FBI Special Agent Chad Potter wrote in an affidavit that the victim and her children were terrified for their safety.

“When interviewed by agents with the Federal Bureau of Investigation, Victim #1 broke into tears while describing the incident,” Potter wrote. “I know from my training and experience that cross burnings have historically been used to specifically target and intimidate African Americans.”

Police investigators seized the cross as evidence.

“Agents observed that the wood was connected by a screw to make a cross shape,” Potter wrote. “Attached to the wood was a woven cloth attached by staples. The wood and cloth had a sweet smell, which is indicative of a propellant being used.”

Marion police officers used a fire extinguisher to put out the blaze, the court records say.

Read the criminal complaint and affidavit in James Brown’s case below.

Federal agents relied on three confidential witnesses who led them to Brown, according to the documents.
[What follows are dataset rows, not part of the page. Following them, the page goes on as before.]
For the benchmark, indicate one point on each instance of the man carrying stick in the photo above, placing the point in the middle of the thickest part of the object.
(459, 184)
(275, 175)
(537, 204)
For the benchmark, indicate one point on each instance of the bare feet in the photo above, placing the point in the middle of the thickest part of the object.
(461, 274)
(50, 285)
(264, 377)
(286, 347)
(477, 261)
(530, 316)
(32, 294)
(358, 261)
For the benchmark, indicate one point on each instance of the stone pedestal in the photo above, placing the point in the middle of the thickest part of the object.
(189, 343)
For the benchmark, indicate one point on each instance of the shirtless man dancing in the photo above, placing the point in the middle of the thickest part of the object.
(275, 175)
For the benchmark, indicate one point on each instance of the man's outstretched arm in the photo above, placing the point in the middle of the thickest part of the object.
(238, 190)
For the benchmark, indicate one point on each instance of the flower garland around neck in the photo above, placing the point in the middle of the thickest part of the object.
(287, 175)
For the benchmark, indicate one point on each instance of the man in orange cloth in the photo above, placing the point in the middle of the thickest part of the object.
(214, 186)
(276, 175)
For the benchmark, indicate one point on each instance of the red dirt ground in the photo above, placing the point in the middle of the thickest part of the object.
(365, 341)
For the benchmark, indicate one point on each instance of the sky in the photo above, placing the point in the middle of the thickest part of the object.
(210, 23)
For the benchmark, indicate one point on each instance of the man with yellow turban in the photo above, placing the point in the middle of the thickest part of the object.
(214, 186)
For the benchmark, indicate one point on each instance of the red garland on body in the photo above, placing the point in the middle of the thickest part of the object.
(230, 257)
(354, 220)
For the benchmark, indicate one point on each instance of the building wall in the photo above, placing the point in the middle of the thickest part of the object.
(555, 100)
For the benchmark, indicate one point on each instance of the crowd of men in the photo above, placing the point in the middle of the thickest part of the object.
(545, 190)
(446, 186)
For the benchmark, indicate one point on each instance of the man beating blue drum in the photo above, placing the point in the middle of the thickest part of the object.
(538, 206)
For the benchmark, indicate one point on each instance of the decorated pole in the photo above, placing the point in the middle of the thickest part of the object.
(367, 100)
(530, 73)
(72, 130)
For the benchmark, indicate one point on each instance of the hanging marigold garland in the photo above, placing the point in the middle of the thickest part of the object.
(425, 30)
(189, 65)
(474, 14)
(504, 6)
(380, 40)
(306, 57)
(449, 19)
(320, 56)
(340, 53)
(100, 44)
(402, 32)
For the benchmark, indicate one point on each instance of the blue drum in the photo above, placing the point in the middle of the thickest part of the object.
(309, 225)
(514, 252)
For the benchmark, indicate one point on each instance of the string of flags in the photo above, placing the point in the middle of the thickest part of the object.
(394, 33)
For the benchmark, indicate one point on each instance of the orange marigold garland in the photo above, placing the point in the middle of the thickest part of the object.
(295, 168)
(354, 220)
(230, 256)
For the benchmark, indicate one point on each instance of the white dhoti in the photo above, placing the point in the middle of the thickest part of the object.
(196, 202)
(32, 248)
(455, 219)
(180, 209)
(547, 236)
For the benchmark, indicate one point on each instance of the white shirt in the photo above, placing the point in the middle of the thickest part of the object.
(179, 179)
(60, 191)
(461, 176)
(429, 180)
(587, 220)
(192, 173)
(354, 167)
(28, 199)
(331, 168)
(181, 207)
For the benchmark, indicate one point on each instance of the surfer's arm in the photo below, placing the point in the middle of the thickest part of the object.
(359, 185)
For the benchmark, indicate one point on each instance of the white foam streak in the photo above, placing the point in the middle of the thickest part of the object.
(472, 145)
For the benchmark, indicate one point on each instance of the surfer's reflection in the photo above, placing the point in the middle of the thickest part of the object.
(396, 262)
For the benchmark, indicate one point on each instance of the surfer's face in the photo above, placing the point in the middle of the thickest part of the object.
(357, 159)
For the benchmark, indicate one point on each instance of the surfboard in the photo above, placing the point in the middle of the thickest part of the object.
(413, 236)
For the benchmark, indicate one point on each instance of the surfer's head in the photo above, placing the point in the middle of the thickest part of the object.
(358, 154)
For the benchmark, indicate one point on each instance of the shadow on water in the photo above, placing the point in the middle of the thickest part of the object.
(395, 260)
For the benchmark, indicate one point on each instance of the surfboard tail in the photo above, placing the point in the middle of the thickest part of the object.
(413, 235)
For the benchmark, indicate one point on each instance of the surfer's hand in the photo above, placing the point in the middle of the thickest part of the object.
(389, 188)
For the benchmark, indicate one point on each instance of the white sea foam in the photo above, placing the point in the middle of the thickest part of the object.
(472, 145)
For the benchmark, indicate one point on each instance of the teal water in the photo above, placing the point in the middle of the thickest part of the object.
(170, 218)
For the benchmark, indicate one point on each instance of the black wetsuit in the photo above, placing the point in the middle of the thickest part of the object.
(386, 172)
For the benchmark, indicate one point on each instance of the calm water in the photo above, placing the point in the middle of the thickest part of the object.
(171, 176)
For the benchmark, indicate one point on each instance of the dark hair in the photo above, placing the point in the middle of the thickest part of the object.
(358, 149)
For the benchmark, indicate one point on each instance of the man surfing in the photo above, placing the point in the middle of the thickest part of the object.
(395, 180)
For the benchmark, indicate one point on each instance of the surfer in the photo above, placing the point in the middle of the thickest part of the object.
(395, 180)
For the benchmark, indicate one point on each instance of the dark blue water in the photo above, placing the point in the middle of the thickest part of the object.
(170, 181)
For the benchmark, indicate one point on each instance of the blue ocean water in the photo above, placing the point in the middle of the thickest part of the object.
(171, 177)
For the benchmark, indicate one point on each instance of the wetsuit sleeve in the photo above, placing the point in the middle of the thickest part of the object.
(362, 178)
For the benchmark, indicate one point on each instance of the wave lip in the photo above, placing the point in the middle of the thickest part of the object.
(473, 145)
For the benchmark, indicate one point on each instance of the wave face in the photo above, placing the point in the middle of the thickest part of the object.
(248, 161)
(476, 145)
The first witness told authorities he walked out onto the porch of a nearby home around the time of the incident and saw a fire in front of the Black family’s home.

Then he heard a bang.

“(Confidential witness 1) walked toward the fire, where he observed a white, skinny man walking away from the victim’s residence … toward a peach-colored house across the street from the victim’s residence, which is the residence of Brown,” the affidavit states. “This description of a ‘white, skinny man’ matches the description of Brown, who is believed to be of Puerto Rican descent.”
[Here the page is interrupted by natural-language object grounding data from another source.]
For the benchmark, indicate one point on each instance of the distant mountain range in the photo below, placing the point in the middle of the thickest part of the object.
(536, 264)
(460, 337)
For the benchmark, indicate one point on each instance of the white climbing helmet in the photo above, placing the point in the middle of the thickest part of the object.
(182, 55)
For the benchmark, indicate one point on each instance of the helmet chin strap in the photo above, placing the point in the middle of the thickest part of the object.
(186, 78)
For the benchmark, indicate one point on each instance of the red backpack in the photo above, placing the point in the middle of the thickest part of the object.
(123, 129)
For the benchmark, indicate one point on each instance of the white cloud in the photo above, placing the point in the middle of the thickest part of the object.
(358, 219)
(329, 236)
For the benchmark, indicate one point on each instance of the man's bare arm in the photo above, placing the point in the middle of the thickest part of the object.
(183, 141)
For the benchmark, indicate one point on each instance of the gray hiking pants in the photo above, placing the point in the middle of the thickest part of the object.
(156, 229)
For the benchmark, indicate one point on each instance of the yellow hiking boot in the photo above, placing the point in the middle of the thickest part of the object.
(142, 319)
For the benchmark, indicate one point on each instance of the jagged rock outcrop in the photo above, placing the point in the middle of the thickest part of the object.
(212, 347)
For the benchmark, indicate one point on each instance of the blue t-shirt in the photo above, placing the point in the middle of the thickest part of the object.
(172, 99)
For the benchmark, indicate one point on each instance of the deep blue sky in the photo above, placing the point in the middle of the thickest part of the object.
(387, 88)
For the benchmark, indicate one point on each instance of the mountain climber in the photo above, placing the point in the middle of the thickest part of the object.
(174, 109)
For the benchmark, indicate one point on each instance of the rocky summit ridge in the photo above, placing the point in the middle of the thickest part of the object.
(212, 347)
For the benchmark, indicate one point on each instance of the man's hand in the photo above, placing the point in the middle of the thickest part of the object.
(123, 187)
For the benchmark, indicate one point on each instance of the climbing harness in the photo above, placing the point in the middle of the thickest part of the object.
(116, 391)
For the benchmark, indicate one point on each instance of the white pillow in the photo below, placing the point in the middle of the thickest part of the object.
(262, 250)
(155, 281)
A second confidential witness told authorities he was at Brown’s house the day after the cross burning when Brown was asked about the incident. Brown laughed and said, “(Expletive) those (racial epithet),” Potter wrote.

According to the witness, Brown also asked a question: “Hey, have you burnt any crosses lately?”
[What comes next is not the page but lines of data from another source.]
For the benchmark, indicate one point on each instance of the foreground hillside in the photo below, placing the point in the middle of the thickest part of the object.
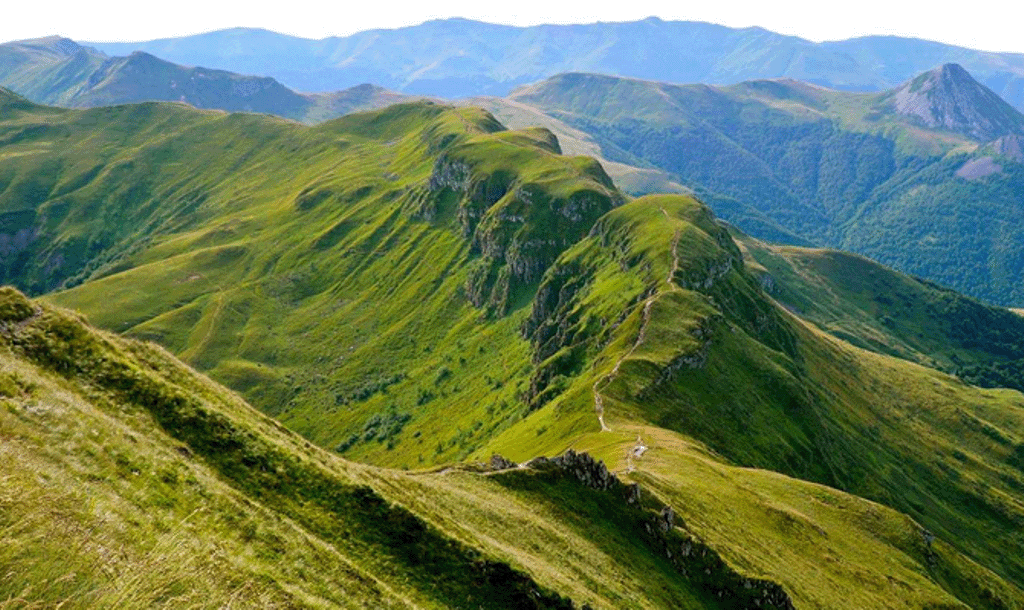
(419, 286)
(926, 177)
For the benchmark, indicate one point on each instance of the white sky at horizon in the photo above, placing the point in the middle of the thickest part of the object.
(123, 20)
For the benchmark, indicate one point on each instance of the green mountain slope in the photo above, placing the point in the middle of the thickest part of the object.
(877, 308)
(419, 285)
(59, 72)
(130, 481)
(926, 178)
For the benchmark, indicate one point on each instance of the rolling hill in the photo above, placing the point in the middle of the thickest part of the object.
(460, 57)
(419, 286)
(926, 177)
(60, 72)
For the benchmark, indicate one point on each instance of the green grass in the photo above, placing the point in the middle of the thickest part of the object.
(794, 163)
(724, 365)
(154, 482)
(416, 287)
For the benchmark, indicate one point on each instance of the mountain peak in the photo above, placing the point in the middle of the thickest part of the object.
(948, 97)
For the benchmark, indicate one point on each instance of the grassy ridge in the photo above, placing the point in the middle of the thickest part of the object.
(701, 351)
(384, 229)
(877, 308)
(419, 285)
(186, 482)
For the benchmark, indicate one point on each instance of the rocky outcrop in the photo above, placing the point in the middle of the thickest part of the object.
(1011, 146)
(949, 98)
(513, 221)
(664, 531)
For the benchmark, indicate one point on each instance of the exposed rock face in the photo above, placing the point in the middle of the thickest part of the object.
(500, 463)
(1010, 145)
(665, 532)
(949, 98)
(519, 226)
(976, 169)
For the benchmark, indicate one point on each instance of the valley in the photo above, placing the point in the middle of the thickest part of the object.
(596, 343)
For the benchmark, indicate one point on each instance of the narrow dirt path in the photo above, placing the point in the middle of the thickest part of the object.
(641, 336)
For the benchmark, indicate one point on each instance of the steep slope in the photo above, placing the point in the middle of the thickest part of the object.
(130, 481)
(418, 285)
(653, 318)
(880, 309)
(185, 484)
(59, 72)
(846, 170)
(460, 57)
(375, 237)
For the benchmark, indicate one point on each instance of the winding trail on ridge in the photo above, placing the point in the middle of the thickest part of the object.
(607, 378)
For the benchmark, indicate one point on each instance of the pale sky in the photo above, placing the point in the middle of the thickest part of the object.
(103, 20)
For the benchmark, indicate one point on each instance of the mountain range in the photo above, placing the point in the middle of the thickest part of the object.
(460, 57)
(60, 72)
(926, 177)
(420, 286)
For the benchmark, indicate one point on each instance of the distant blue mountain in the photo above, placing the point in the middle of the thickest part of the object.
(459, 57)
The third confidential witness told federal agents he was asleep at a home in the neighborhood at the time of the incident when he awoke to the loud bang. He dressed and went outside to find the cross burning in the victim’s yard.

“(Confidential witness 3) walked into Brown’s residence and observed him sitting on the couch,” Potter wrote in the affidavit. “(The witness) stated that Brown had previously talked about burning a cross in Victim #1′s yard.

“Brown said, ‘I did it,’ referencing the cross burning in Victim #1′s yard.”

FBI agents interviewed Brown on June 15, at which time he told the investigators he was watching TV the previous morning when he heard a bang that sounded like a firecracker or a shotgun blast.

“Brown stated he went outside and saw a fire burning in a barrel in front of the victim’s house,” Potter wrote. “(He) stated he then saw the victim walking up the street.”

Brown told the agents he went and knocked on the victim’s door after the woman began yelling for someone to get her child from the home, the affidavit states.

Brown, who denied any involvement in the cross burning, admitted having a troubled relationship with his neighbor.

“Brown stated he and Victim #1 were friends until he had an argument with (the woman) involving a female friend of (hers),” the court documents say.

Based on the witness statements and other evidence, agents arrested Brown.

“The FBI is committed to protecting all citizens, and will aggressively investigate acts of intimidation or violence against anyone based on race or ethnicity,” Neil Mathison, acting special-agent-in-charge of the FBI’s Richmond Division, said Friday. “We thank the Marion County Police Department, the Smyth County Sheriff’s Office and the United States Attorney’s Office’s Western District of Virginia for their swift and direct attention to this incident.”